Sus manos subieron, agarrando mis senos con una posesividad que me hizo arquear la espalda. Los apretó, amasó, sus pulgares rozando mis pezones a través del material hasta que un gemido escapó de mi garganta, ahogado por su boca. Yo no era la única que estaba perdiendo el control. Su cadera se levantó, frotando su polla contra mi vientre, el movimiento desesperado, casi salvaje.
—Necesito sentirte —gruñó contra mis labios, sus dientes mordisqueando mi labio inferior hasta hacerlo doler. —Quítate este puto traje.
—No —jadeé, empujándolo suavemente hacia atrás hasta que su espalda chocó contra el respaldo del sillón. —Yo mando aquí. Tú te quedas quieto.

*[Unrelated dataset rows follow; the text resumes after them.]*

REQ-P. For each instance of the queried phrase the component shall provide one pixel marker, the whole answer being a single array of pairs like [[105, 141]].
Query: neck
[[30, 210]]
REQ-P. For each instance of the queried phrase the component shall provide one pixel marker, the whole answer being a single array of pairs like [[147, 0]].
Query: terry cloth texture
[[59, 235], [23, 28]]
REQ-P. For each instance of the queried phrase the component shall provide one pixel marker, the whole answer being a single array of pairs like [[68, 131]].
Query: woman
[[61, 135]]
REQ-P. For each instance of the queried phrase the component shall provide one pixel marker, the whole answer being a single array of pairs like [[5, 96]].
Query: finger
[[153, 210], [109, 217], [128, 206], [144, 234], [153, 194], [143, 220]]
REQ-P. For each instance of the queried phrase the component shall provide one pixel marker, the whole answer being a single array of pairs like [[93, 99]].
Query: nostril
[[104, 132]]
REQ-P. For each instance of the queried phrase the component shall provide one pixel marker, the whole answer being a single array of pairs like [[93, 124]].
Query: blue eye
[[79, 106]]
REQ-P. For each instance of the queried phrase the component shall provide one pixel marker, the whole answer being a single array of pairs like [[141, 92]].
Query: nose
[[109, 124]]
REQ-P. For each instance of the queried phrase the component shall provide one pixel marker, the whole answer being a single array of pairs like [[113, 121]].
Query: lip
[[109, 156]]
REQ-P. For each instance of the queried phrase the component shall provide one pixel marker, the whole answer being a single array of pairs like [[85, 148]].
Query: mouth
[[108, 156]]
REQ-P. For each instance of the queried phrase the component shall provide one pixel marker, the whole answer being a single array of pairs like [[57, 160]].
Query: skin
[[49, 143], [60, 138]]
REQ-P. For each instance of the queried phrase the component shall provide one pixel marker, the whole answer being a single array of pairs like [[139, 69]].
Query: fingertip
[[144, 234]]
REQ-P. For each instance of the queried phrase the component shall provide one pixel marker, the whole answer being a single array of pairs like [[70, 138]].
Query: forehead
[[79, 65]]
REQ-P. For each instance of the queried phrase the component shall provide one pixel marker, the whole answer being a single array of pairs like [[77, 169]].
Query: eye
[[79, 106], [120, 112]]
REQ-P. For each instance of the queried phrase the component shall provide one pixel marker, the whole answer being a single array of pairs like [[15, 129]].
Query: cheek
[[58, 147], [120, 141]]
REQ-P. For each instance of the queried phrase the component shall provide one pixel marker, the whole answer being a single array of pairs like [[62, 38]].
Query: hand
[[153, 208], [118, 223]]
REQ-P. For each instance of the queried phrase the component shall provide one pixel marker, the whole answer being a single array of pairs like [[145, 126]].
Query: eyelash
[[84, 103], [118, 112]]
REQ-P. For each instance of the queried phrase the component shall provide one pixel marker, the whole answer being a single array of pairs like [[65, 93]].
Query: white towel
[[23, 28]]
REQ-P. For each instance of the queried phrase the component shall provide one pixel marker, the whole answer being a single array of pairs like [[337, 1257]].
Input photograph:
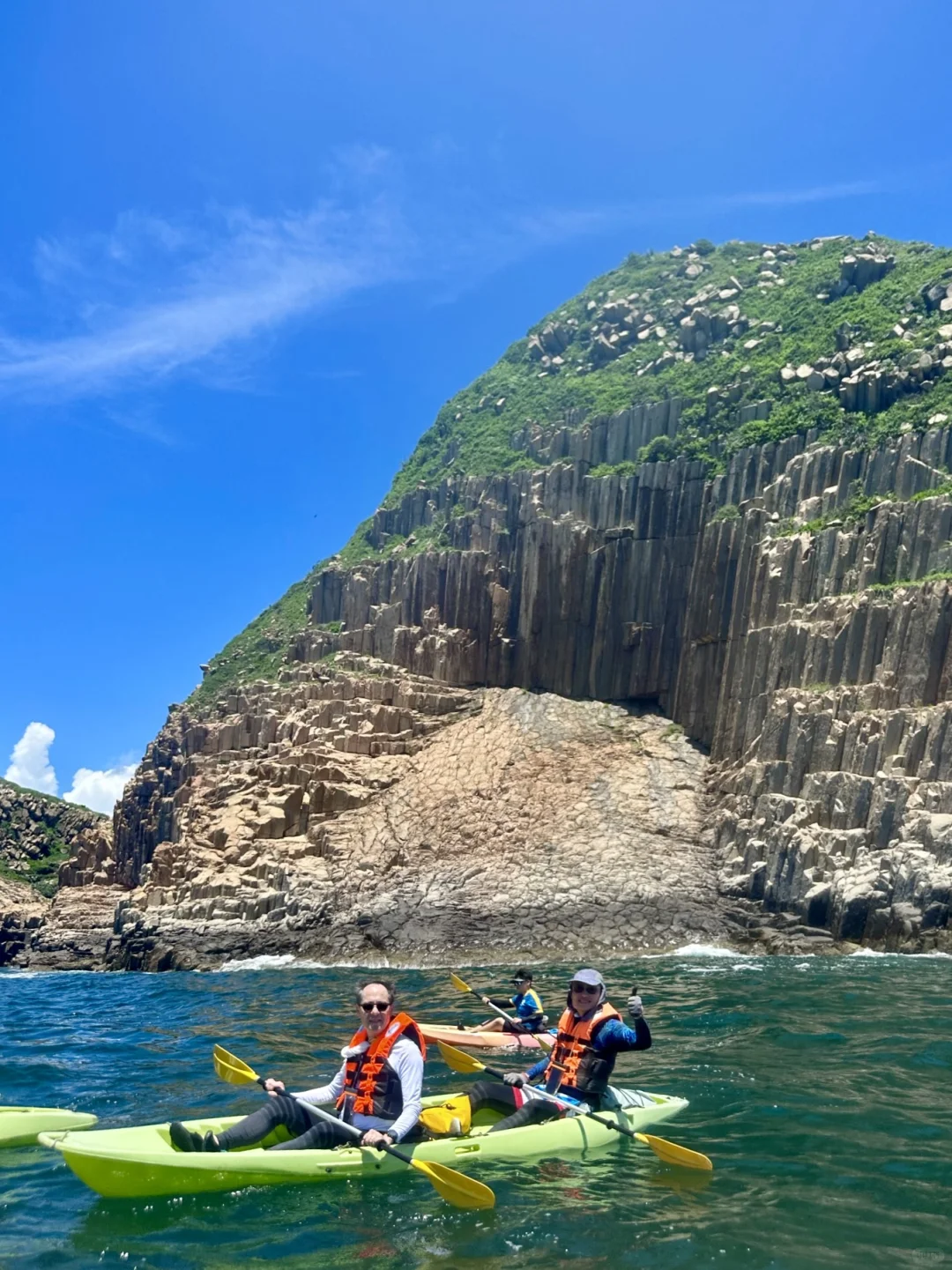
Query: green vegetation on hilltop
[[473, 432], [36, 835], [621, 342]]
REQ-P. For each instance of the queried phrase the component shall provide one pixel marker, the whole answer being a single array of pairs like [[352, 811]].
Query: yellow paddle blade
[[455, 1188], [673, 1155], [230, 1068], [459, 1062]]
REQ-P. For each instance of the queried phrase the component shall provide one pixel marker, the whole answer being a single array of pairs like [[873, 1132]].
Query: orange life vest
[[370, 1086], [574, 1058]]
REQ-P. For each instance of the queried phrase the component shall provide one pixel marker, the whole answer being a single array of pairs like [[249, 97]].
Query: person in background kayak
[[578, 1067], [525, 1002], [377, 1088]]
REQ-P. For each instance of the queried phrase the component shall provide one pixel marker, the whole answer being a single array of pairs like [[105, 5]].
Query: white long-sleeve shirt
[[407, 1062]]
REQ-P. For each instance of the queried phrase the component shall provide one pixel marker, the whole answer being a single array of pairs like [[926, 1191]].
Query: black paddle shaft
[[390, 1149], [610, 1125]]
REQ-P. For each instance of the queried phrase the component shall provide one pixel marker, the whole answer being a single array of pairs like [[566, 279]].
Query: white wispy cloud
[[31, 768], [154, 297], [100, 789], [29, 761]]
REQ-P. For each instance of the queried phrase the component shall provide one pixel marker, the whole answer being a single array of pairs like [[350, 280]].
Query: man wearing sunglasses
[[377, 1088], [578, 1067]]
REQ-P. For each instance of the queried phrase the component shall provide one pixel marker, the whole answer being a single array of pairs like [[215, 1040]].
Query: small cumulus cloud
[[100, 789], [29, 761], [31, 768]]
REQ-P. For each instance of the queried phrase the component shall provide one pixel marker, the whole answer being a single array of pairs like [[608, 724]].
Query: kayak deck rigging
[[138, 1162]]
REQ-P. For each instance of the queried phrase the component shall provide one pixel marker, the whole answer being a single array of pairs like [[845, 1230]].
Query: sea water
[[820, 1088]]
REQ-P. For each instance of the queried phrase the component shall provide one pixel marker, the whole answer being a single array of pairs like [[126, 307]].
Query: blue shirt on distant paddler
[[578, 1067], [525, 1004]]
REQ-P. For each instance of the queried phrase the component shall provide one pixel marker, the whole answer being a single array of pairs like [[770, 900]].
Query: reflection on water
[[820, 1088]]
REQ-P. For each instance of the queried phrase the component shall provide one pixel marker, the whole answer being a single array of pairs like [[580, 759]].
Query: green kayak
[[141, 1161], [19, 1126]]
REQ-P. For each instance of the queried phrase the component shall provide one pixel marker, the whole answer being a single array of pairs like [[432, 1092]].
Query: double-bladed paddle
[[455, 1188], [544, 1039], [667, 1151]]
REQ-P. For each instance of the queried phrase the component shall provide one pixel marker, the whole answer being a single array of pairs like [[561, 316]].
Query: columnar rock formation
[[791, 615], [356, 811]]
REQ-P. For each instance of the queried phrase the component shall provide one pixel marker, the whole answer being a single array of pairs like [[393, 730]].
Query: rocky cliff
[[486, 724]]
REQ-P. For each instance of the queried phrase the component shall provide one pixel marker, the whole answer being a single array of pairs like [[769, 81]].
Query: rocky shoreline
[[443, 769]]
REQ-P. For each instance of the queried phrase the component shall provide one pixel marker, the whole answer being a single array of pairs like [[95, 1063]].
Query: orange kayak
[[480, 1040]]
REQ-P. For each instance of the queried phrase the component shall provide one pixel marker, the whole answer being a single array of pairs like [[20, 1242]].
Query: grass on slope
[[473, 434], [42, 872]]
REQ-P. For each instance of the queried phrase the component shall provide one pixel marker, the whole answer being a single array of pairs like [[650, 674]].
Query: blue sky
[[249, 247]]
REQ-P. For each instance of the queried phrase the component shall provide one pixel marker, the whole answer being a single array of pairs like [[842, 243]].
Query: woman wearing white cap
[[590, 1036]]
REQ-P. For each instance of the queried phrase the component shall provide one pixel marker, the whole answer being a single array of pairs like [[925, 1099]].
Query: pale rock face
[[341, 808]]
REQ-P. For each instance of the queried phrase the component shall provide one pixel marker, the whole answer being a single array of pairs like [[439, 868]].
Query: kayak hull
[[480, 1040], [19, 1126], [138, 1162]]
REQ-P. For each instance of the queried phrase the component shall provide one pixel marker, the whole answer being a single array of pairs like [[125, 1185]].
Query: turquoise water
[[820, 1088]]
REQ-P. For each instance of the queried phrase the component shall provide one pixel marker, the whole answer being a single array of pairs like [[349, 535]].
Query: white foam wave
[[707, 950], [289, 962]]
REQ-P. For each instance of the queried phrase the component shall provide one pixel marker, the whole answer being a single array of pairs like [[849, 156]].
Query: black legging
[[502, 1097], [307, 1134]]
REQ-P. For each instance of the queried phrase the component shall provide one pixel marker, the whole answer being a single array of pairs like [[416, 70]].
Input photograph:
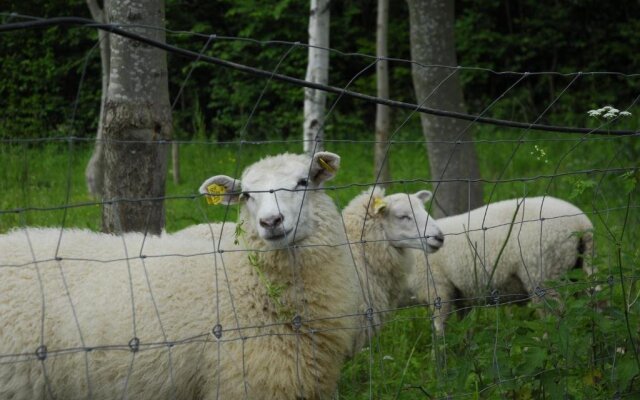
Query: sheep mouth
[[433, 246]]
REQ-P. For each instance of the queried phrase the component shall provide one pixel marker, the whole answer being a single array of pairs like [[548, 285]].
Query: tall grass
[[583, 350]]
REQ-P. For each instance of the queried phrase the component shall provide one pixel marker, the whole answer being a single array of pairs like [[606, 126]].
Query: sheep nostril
[[272, 222]]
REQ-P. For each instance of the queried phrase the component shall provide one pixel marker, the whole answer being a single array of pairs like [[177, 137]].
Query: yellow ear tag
[[378, 204], [325, 165], [215, 193]]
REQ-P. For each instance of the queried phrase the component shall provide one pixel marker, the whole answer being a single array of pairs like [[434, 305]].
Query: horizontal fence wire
[[607, 295]]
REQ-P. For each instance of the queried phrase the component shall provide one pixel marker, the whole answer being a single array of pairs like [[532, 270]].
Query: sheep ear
[[221, 189], [424, 195], [324, 166], [379, 205]]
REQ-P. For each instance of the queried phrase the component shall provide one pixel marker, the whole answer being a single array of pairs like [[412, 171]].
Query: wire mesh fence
[[306, 301]]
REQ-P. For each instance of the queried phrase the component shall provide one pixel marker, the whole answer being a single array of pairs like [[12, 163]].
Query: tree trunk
[[318, 72], [383, 113], [432, 43], [175, 162], [137, 120], [94, 173]]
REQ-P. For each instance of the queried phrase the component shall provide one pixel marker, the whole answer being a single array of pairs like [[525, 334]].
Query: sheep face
[[277, 193], [406, 223]]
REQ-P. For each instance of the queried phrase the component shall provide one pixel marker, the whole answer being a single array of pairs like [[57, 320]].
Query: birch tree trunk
[[318, 72], [432, 42], [94, 173], [137, 117], [383, 113]]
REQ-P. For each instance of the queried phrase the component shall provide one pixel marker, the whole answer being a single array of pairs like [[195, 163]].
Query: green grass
[[494, 352]]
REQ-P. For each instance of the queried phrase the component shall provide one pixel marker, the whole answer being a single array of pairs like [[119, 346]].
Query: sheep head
[[405, 222], [277, 193]]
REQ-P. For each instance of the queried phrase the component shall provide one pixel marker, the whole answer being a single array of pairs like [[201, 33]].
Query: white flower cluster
[[608, 113]]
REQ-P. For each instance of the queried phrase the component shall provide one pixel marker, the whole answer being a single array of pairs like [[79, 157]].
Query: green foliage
[[575, 345]]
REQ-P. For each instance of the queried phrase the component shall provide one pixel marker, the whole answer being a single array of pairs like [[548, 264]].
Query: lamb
[[381, 229], [546, 237], [175, 317]]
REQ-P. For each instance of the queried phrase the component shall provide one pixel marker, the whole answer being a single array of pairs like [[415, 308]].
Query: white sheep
[[381, 230], [177, 320], [546, 238]]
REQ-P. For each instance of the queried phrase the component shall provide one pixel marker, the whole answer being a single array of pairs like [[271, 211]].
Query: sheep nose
[[439, 238], [272, 222]]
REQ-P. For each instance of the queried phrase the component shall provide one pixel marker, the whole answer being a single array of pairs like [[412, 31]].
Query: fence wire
[[183, 328]]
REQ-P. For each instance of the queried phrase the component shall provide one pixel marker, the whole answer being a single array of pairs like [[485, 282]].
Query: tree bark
[[383, 113], [137, 122], [433, 43], [318, 72], [94, 173]]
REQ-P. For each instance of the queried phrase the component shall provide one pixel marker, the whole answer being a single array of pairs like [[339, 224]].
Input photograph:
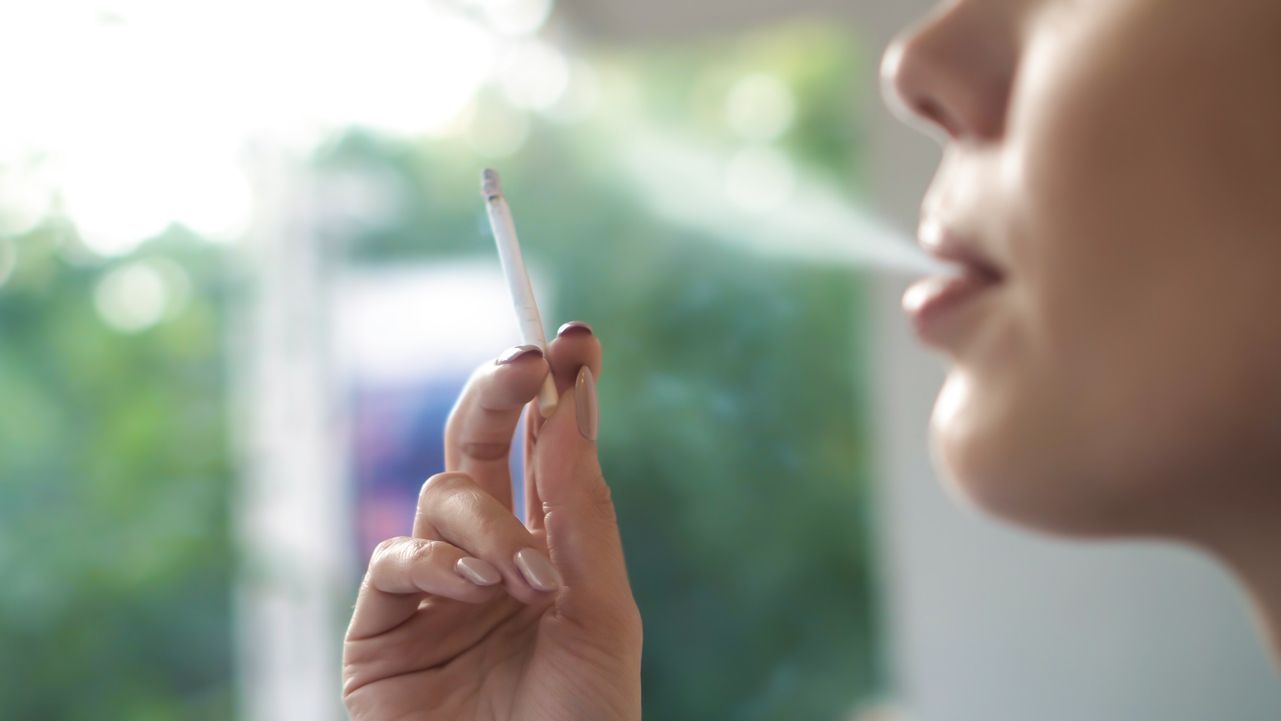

Mis dedos se movieron hacia el cinturón de sus pantalones, desabrochándolos del todo antes de tirarlos hacia abajo junto con sus calzoncillos. Me lamí los labios, sintiendo cómo mi propia excitación empapaba el látex entre mis piernas.
—Freya, por favor... —su voz era un ruego, pero sus ojos seguían desafiantes. Como si incluso ahora, incluso con su polla goteando por mí, aún no estuviera dispuesto a someterse del todo.
Sonreí, bajando mi boca hacia su cuello. Mis labios rozaron su piel, mi lengua trazando un camino húmedo hasta su oreja.
—Vas a suplicar, Nicolás —susurré, mordiendo su lóbulo con suficiente fuerza para hacerle jadear. —Y cuando lo hagas... tal vez te dé lo que quieres.